Writing grad ignites passion with her romance novels

Unlike the characters in her novels who have steamy affairs and help crack high-profile criminal cases, Leeanne Kenedy (BA ‘05) leads a rather dull life, wrote YorkRegion.com Jan. 21.

“If I drew from my own life, my books would be so boring,” the 29-year-old Vaughan romance novelist said. “I’m really not very exciting. I just like to read and play Scrabble. I don’t really go out. I don’t like clubs and parties and I don’t drink. I don’t really do much, except work.”

Kenedy, who writes under the pen name Elle Kennedy, has had three novels published by Canada’s renowned romantic fiction publishing house, Harlequin Enterprises. The most recent, Her Private Avenger was released last November. She has two more books slated to hit store shelves in the fall.

Kenedy set her sights on becoming an author at a very young age. “I never wanted to be anything else,” she said. “My grandmother just found my first book. It’s 30 pages long and I wrote it when I was six. It’s about these ducks and it’s actually pretty complicated.”

Asked what advice she’d offer other aspiring authors, Kenedy said to develop a thick skin and keep trying, even when the rejection letters start piling up. “Too many people will submit something – maybe one, two things – and get two rejections and then give up,” she said. “I have a huge stack in my filing cabinet.
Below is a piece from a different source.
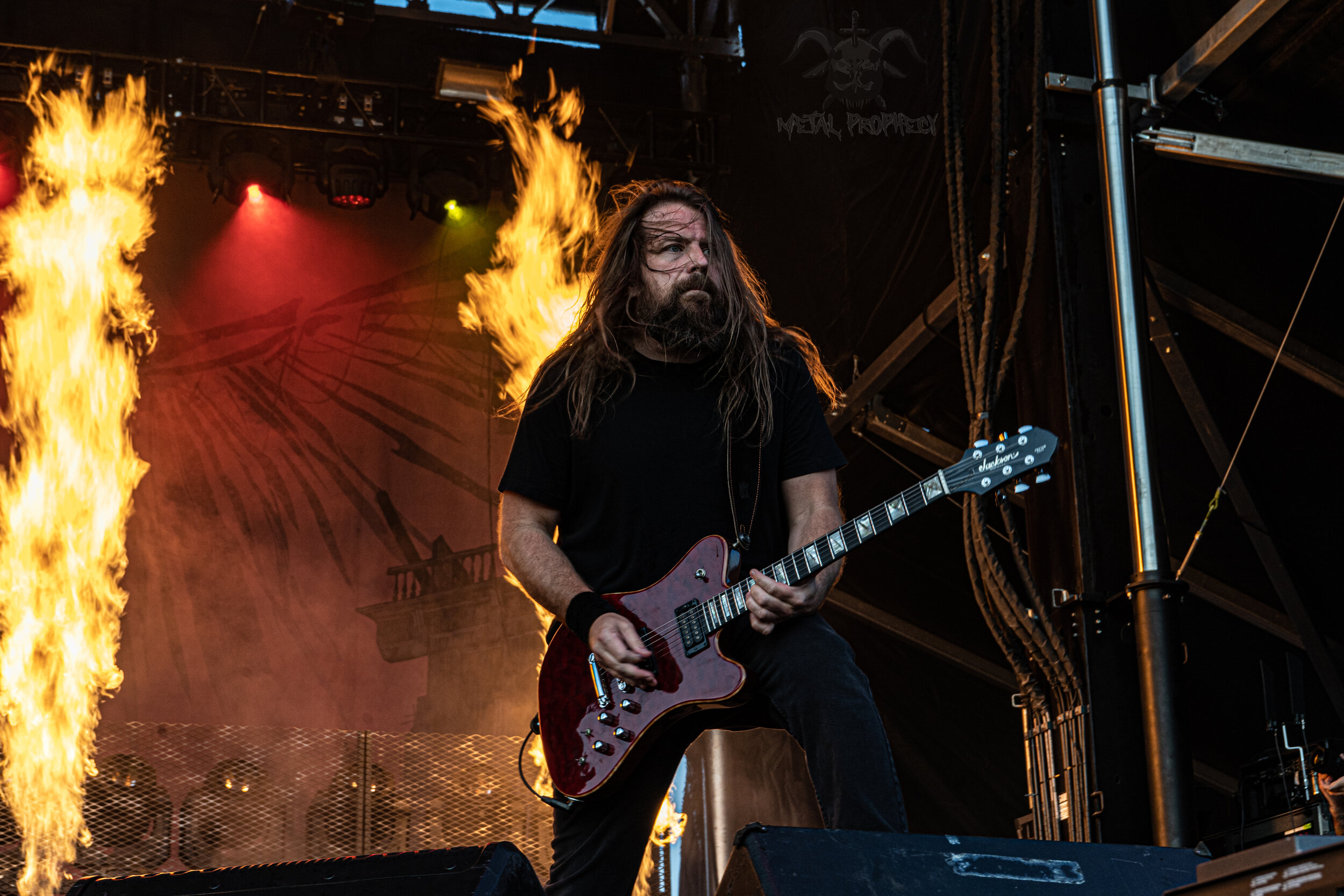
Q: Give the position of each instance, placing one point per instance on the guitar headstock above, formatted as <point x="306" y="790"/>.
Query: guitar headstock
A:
<point x="1003" y="464"/>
They’re fun.”

Now that she has realized her dream of becoming a published author, Kenedy aspires to crack The New York Times Best Sellers list. “It doesn’t have to be No. 1, but maybe in the top 50,” she said.

On air

  • A study that showed bilingual babies have advantages over unilingual children, by a team that included York University psychology Professor Ellen Bialystok of the Faculty of Health, was featured on Global Television and several radio stations in Ontario and BC Jan. 20.
     
  • Joel Lexchin, professor in York’s School of Health Policy & Management in the Faculty of Health, was one of the few Canadians invited to a closed-door meeting about drug testing at Health Canada, reported CBC Radio Jan. 21.
     
  • Irving Abella, J. Richard Schiff Chair for the Study of Canadian Jewry, spoke about a new memorial commemorating Canada’s refusal of entry to Jews in 1939, on CTV News, Halifax, Jan. 20.
     
  • Peter Victor, economics professor in York’s Faculty of Environmental Studies, spoke about green jobs and sustainability on CBC TV’s “Power & Politics” Jan. 20.